Río al amanecer.
Bulle en sus rizos el estruendo acunado en el vientre de las nubes negras, el renuevo baja raudo por entre las asperezas de la montaña para platicarnos del origen con vocablos translúcidos.
Estabas ahí siempre a la espera por mí, impasible, para adueñarte de la voz de Hortensia y el canto de su alondra; del frotar de las melenas doradas en el sembradío y del alegre revolotear de los cuervos sobre el espantajo inútil yacente tras un ensueño enervado.
Ímpetu durante la primera verdad, flecos prolongados en el reflejo exuberante del estío, ruta para una chalupa ocre desprendida, calmo en la helada.
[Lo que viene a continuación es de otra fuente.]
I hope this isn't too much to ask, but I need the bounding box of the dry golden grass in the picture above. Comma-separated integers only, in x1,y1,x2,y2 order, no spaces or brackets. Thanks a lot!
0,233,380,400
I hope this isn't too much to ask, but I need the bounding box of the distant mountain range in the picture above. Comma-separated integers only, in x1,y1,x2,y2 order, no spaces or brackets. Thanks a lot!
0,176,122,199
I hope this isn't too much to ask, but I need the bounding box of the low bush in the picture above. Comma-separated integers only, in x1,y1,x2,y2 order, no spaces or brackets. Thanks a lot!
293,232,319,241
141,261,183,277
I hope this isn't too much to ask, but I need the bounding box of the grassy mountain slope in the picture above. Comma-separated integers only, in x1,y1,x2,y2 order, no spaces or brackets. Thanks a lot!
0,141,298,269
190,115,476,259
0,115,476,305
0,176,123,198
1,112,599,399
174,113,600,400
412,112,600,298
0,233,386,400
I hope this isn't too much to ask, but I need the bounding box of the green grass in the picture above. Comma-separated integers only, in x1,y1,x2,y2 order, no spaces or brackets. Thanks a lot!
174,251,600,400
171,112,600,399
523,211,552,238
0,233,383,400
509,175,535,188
Regocijo mañanero que busca todavía el alborozo de las lavanderas, brazo nunca exhausto nacido con retumbar de corno.
Río al mediodía.
Desviado de su curso para bañar la erótica belleza griega enclaustrada en el organismo de la piedra negra puesta sobre el pedestal —centro del patio conventual olvidado por la crónica del arte—, espacio dormido, caído sin orden cronológico, figura inútil para la esperanza de un rededor que olvidó la lozanía negada en aquel quebrantado baño matutino de las aves.
Inmensurable capacidad para la renovación, venero para el ritual sacramento; alucinante duermevela en ondas con reflejos de arboledas y de cian en fusión de vidas. Con sopor de sapos, a su vera, un airón refulgente refuerza las vaharadas de frescura.